Preventing EV Charging Blackouts
One fear that some skeptics have about the wide-spread adoption of electric vehicles is our electric grid’s capacity to handle charging all these vehicles at once. The thinking goes, if everyone gets home at night and plugs in their electric car at roughly the same time, the entire street will go dark.
As part of a research project, Audi collaborated with IT service provider GISA GmbH, and other partners, to simulate this “overload” scenario on a local power grid: multiple electric cars charging simultaneously, and with high power, on a street supplied by a local network transformer. It used its findings to develop an answer to the problem – intelligent and “grid-optimized” charging that dynamically manages the electrical load between all of the vehicles being charged.
Preventing Grid Overload
Grid-optimized charging is designed to counteract this scenario through the intelligent management of charging procedures and thereby prevent a grid overload. Dynamic management of the charging procedure of each vehicle is achieved through electronic communication between the car and the grid.
In practice, while grid-optimized charging will increase the average charging time for each vehicle – in order to manage the total electrical load for the transformer – intelligent programming, taking into account the set or average departure times of each vehicle, should result in no additional inconvenience. On a level 2 charger, most EVs do not need the entire period between arriving home in the evening and your departure in the morning to charge; grid-optimized charging can ensure your vehicle is still fully charged when you need it. Simply ensure your desired time of departure is set in your vehicle.
At the end of the day, Audi’s research showed a win-win situation on streets where total capacity was an issue. The electric cars were still able to use their downtime to fully charge with dynamic charging capacity adjustment – while also ensuring the power grid was never overloaded. Drivers’ mobility needs weren’t impacted at all.
How Does Grid-Optimized EV Charging Work?
Clever new electronic modules in the domestic power grid allow the house, the electric car, and the grid to speak the same language.
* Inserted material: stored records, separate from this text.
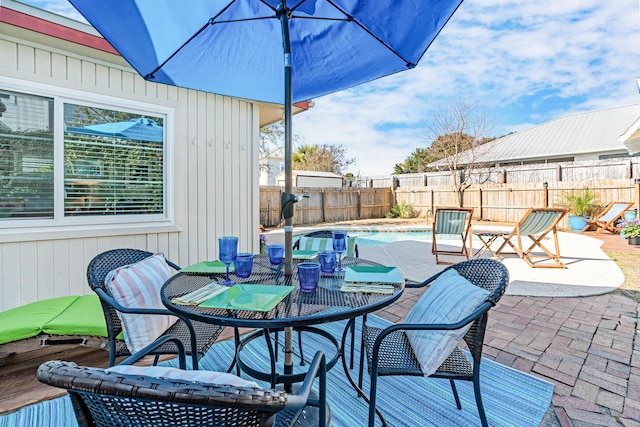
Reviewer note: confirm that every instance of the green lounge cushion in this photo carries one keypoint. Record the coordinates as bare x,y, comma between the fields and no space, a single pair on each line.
27,320
83,317
70,315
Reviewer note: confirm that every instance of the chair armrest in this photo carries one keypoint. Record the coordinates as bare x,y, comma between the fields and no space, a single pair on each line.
119,307
425,282
480,311
182,358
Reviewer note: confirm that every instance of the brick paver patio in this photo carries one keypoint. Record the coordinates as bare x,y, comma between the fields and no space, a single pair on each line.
586,346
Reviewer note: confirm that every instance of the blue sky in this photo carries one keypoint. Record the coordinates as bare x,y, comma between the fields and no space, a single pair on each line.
524,62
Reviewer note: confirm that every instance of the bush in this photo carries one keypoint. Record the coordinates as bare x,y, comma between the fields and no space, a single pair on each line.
581,203
401,210
630,228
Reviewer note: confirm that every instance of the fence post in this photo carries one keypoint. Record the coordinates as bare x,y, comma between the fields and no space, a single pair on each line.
394,185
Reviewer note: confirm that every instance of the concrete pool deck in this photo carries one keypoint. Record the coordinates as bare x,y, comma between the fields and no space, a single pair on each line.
580,337
589,270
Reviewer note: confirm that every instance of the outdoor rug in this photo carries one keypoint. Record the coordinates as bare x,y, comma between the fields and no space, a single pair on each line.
511,398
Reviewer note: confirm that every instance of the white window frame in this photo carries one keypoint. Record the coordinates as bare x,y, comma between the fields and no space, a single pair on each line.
81,226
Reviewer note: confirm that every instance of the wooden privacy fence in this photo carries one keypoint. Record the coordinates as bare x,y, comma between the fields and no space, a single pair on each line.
571,172
491,202
507,203
326,204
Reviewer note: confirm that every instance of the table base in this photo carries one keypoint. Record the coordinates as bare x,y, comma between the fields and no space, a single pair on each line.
285,378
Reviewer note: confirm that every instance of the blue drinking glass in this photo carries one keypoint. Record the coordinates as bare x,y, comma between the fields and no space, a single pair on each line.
228,251
339,246
243,264
276,253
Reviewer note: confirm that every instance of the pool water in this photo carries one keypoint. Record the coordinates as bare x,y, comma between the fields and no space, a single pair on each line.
380,238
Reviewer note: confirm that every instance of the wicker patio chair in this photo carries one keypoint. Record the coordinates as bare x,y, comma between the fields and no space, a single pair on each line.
451,221
389,352
102,398
203,335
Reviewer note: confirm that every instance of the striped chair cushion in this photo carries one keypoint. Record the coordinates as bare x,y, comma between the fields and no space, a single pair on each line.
326,244
451,222
537,222
206,377
449,299
138,286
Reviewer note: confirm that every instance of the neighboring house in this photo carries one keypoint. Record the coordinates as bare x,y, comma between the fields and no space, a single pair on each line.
311,179
592,135
67,195
631,138
271,164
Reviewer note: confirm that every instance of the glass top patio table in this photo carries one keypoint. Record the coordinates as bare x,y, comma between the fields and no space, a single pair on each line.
297,310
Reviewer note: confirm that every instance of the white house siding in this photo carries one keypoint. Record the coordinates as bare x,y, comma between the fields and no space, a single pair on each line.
215,171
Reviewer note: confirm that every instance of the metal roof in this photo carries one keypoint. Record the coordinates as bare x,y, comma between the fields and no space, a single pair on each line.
581,133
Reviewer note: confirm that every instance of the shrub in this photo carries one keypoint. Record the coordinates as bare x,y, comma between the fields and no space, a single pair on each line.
581,203
630,228
402,210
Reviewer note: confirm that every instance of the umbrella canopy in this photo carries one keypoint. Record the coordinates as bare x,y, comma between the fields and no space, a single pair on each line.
140,129
275,51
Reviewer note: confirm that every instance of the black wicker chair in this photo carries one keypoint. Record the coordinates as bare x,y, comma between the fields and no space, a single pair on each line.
389,353
203,335
321,234
108,399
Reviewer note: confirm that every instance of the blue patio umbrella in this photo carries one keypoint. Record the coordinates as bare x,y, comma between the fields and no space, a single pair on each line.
274,51
140,129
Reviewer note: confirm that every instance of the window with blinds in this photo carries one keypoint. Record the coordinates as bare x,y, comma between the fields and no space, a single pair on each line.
26,156
112,161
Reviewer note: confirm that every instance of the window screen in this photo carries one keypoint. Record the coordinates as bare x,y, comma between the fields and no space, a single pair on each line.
26,156
113,162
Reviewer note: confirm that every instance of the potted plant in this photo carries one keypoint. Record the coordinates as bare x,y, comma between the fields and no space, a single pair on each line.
631,231
582,205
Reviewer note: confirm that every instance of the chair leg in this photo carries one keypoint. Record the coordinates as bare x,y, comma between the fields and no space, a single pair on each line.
300,347
372,396
476,390
112,352
353,343
455,394
362,351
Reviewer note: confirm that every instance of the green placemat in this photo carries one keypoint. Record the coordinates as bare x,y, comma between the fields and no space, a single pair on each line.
300,254
373,274
244,296
208,267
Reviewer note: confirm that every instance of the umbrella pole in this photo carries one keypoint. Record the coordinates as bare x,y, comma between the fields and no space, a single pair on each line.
288,187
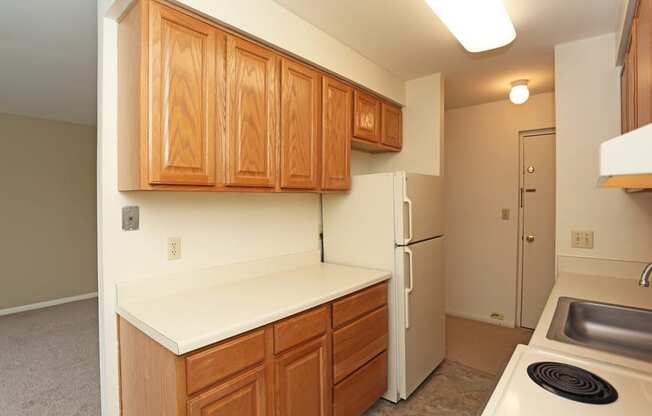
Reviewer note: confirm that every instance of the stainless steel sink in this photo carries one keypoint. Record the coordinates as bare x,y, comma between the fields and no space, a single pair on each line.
617,329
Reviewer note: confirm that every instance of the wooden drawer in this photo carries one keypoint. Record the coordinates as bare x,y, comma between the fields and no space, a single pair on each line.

The central component is what is known as a smart meter gateway (SMGW) – a device that is already mandatory in many countries if a household’s power consumption exceeds a certain threshold. The smart meter gateway establishes a secure data connection between the house and the grid operator via a certified IT back-end. All necessary information and control signals are transmitted in a targeted manner – either to the home energy management system (HEMS) or directly to the charging system in the vehicle. Communication between the SMGW, your house, and an Audi e-tron would allow the charging capacity of the car to be adjusted as required while still charging fully before you depart on your next trip.
Many of the technical standards and communication protocols necessary for grid-optimized charging are already in place. There already exists a standard which describes the exchange of information between the domestic grid connection and the energy industry. In cars, standard data bus protocols serve as the communication protocol. Together, they can connect the participants of the future energy industry on the basis of a common language.
A Bright Future for Electric Car Charging
Further down the road, new networking technology will allow the charging capacity, charging time, and charging duration to be controlled for each car. In addition, grid-optimized charging could save you even more money: if you’re able to charge your car at work as well as at home, the system could be set to charge at a lower rate, getting power from your provider at a discounted price.
Intelligent charging of electric cars is an important element of the sustainable energy industry of the future, and Audi and other automakers are working hard to ensure that everyone on your street can plug in safely and conveniently without causing any disruptions.